Outgoing chairperson, Mandla Gantsho, said the decision was part of a drive to ensure accountability and reestablish trust in the company and its leadership.
“We just felt that the LCCP shortcomings were so significant that the senior management should receive no rewards," Gantsho told shareholders at the company's Annual General Meeting held in Johannesburg on Wednesday.
“We took extensive remedial actions to strengthen the control environment by awarding no short term incentive or rewards for senior management in FY [financial year] 2019."
The, project located in the state of Louisiana, has been marred by significant cost overruns. These prompted the resignation of the company's joint CEOs, Bongani Nqwababa and Stephen Cornell, who quit their jobs in October with the company insisting that there was no evidence of wrongdoing in their part.
It has emerged that the project, which will produce various chemicals including a plastic variant called polythylene, will cost the company between $12.6n and $12.9bn, almost double the original budgeted amount.
In his opening remarks at the meeting on Wednesday, Gantsho sought to explain the shortcomings that contributed to the cost overruns by highlighting poor management and inadequate cost control measures. He said these prevented the identification of potential cost and schedule overruns and errors.
Gantsho said there was "insufficient experience within the LCCP leadership team" as well as "inappropriate conduct and improper tone at the top of the LCCP management team".

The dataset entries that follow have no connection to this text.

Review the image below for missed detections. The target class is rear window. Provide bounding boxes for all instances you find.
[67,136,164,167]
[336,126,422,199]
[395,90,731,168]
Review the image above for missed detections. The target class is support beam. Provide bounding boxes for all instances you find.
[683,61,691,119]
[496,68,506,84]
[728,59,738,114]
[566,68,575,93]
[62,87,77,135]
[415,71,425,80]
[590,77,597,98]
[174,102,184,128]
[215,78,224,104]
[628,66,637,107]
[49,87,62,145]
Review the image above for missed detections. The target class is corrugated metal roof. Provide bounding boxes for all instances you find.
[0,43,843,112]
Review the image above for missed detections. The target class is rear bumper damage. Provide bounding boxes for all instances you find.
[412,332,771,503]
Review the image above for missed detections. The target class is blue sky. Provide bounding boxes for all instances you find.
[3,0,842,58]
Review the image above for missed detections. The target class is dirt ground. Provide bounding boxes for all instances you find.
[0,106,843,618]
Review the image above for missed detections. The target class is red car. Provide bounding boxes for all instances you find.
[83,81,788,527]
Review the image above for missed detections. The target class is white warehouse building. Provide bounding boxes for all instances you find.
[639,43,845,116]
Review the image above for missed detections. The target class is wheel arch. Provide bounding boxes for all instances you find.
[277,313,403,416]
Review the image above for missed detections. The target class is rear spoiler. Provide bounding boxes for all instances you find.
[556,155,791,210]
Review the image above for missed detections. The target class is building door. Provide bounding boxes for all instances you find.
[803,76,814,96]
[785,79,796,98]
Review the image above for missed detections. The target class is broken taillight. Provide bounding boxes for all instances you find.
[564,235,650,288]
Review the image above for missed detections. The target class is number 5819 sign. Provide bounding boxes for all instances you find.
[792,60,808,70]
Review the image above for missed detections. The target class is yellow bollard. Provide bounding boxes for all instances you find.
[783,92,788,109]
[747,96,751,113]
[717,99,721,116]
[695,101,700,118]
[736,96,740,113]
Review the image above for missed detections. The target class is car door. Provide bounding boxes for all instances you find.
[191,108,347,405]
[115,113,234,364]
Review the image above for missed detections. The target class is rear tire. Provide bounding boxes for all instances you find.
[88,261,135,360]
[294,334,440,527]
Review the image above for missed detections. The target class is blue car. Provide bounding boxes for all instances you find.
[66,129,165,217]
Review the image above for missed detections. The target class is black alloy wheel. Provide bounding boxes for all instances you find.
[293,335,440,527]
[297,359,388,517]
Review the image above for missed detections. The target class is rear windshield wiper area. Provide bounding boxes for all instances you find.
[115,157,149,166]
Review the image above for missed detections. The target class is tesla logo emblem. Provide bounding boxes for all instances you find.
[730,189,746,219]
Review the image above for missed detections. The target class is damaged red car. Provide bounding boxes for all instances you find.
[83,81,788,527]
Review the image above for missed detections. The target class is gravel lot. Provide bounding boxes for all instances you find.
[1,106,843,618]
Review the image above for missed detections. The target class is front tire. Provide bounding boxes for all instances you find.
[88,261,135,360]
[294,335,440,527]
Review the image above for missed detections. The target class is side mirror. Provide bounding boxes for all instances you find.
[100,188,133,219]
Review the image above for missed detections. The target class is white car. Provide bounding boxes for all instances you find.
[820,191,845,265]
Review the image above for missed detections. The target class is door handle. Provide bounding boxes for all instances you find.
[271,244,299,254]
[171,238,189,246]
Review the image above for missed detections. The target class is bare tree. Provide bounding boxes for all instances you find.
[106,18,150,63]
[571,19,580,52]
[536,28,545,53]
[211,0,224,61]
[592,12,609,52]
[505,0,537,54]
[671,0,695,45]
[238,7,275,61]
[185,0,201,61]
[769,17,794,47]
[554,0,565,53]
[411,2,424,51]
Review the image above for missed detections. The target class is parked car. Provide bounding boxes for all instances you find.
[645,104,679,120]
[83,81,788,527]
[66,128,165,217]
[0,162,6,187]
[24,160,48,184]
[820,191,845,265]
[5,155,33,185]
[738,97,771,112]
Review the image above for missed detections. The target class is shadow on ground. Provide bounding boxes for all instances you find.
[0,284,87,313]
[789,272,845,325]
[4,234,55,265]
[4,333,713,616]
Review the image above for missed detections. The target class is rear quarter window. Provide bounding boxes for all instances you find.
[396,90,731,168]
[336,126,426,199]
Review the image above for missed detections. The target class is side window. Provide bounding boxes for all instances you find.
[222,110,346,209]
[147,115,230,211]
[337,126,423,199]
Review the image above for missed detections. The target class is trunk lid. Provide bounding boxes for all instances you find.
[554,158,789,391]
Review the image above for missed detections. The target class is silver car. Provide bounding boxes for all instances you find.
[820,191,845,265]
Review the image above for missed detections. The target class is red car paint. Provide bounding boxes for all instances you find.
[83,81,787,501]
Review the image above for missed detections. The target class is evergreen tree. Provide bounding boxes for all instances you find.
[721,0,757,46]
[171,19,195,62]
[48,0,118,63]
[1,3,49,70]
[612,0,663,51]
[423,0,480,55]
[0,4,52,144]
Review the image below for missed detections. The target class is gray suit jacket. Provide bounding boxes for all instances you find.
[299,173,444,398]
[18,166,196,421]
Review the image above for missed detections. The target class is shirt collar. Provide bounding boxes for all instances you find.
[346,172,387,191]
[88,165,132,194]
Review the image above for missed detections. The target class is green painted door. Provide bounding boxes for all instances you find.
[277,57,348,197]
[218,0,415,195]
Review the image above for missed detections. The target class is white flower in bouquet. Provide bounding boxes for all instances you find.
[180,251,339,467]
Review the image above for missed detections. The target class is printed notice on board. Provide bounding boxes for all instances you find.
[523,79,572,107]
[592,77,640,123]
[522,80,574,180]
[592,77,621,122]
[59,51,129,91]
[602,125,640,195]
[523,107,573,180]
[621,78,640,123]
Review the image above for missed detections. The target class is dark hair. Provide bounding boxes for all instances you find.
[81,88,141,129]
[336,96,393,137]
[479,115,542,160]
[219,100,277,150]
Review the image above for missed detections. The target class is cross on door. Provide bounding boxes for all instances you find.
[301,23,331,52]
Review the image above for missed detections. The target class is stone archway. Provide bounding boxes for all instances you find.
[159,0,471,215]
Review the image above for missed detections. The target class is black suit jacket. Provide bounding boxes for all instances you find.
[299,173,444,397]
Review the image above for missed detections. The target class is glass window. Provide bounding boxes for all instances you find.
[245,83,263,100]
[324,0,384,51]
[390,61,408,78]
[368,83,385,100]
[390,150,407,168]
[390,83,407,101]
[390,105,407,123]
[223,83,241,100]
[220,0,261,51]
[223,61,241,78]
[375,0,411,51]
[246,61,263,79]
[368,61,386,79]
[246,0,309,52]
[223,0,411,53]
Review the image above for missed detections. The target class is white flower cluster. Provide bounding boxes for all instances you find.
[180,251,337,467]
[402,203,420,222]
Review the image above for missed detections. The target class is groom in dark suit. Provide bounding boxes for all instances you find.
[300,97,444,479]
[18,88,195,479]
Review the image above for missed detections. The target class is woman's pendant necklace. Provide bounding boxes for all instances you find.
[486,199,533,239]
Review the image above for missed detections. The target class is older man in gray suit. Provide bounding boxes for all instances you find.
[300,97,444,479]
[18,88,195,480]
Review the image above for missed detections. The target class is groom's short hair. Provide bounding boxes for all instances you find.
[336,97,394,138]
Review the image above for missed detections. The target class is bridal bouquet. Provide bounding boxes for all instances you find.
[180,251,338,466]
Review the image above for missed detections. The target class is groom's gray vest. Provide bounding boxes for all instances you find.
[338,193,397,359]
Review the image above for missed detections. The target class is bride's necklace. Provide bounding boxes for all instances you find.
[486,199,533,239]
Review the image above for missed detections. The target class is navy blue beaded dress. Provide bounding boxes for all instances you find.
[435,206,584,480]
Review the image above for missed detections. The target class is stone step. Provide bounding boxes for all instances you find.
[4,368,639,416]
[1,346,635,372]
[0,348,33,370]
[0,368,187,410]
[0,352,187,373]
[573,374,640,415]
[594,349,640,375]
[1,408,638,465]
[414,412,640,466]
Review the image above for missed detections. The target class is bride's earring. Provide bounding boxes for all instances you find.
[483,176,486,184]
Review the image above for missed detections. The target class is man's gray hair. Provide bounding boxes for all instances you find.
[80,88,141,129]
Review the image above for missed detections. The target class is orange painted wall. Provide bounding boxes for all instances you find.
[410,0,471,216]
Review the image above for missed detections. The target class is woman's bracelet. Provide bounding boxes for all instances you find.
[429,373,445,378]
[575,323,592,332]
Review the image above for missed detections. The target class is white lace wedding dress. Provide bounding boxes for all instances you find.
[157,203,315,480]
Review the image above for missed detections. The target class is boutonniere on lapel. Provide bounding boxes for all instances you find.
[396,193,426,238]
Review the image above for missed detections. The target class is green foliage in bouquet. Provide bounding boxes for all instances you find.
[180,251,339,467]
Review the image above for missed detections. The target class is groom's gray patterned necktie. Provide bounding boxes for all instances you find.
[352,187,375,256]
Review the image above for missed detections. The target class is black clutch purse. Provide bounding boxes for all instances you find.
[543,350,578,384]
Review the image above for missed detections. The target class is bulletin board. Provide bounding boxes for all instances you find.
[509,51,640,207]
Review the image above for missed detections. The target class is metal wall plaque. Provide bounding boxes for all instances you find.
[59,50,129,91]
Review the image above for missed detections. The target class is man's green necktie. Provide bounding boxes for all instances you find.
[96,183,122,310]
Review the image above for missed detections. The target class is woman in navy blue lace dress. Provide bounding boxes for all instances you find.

"There were inadequate control procedures ... which allowed for erroneous and unsupported reporting by the LCCP management team and for these to go unchallenged and also not to be properly escalated within governance structures within the organization."
Some of the shortcomings identified by the company included inadequate procedures to ensure that internal complaints were escalated appropriately. The company says it has now committed itself to adopting a culture of openness.
“We take these shortcomings seriously,” said the chair, while reiterating Sasol's "undiminished" commitment to the project which he said was critical to the petrochemical group's near term growth strategy.
Gantsho stressed that the conclusion of an independent review of the Lake Charles project "brought to an end an uncertain period for shareholders" adding that the company was now working to restore its rightful place as a leading international chemical and energy company with a strong South African heritage.
“We realise this will be a long journey but the work to rebuild our reputation is already underway.”